Sejarah Kota Jeddah dan Masjid Terapung

Ahmad Al-Santanawy dalam kitab Dairah Al-Ma’arif Al-lslamiyah menyebutkan,  sejak 648 M kota ini menjadi kota pelabuhan bagi Makkah dan sekitarnya, yaitu sejak diresmikan oleh Utsman bin Affan (Khalifah Rasyidah ketiga) pada masa pemerintahannya.

Dan, sejak itu pula kota ini semakin maju dan memberikan kontribusi sangat besar bagi setiap golongan yang menguasainya, terutama bagi perkembangan perekonomian bangsa Arab dan umat Islam. Sekitar abad ke-15, seiring dengan Vasco da Gama menemukan Tanjung Pengharapan, Jeddah menjadi salah satu pelabuhan yang diincar armada Portugis untuk dijadikan daerah koloni dan pusat kekuatan.

Jeddah pada waktu itu berada di bawah kekuasaan Dinasti Mamluk dari Mesir dan sebagai gubernurnya adalah Husein Al-Kurdi. Husein adalah sosok yang gigih menentang penjajahan Portugis. Pada 1517 Jeddah jatuh ke tangan Turki dan setelah Turki menyerah kepada Inggris (1910-1925) kota ini merupakan bagian dari kerajaan Hijaz.

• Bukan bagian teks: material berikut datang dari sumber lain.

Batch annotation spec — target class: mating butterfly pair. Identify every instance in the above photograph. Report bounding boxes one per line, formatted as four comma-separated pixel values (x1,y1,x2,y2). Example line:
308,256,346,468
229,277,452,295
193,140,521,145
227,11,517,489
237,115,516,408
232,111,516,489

Selanjutnya, Jeddah berada di bawah kekuasaan Abdul Aziz Ibnu Saud dan dimasukkan dalam wilayah kekuasaan kerajaan Arab Saudi.

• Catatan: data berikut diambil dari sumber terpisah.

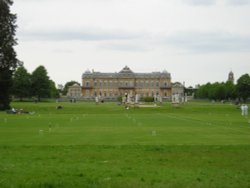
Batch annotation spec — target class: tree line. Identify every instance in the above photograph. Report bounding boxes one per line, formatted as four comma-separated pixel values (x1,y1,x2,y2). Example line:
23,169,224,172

Renovasi dan modernisasi Kota Jeddah sebenarnya dimulai setelah Perang Dunia II. Pembangunan gedung-gedung dan jalan-jalan dilakukan secara bertahap dan berjalan dengan cepat karena disokong dana yang besar. Dana tersebut diperoleh dari hasil kekayaan alam yang dimiliki Kerajaan Arab Saudi.

Di kota Jeddah, ada sebuah masjid yang menjadi tempat favorit dikunjungi jamaah, yakni Masjid Terapung. Meskipun, dalam sejarah perkembangan Islam masjid ini tidak memberikan arti sejarah apa pun. Tapi, karena lokasinya yang berada di pinggir pantai menyebabkan masjid terlihat seperti terapung di atas permukaan air laut, sehingga menjadi objek yang menarik untuk disinggahi.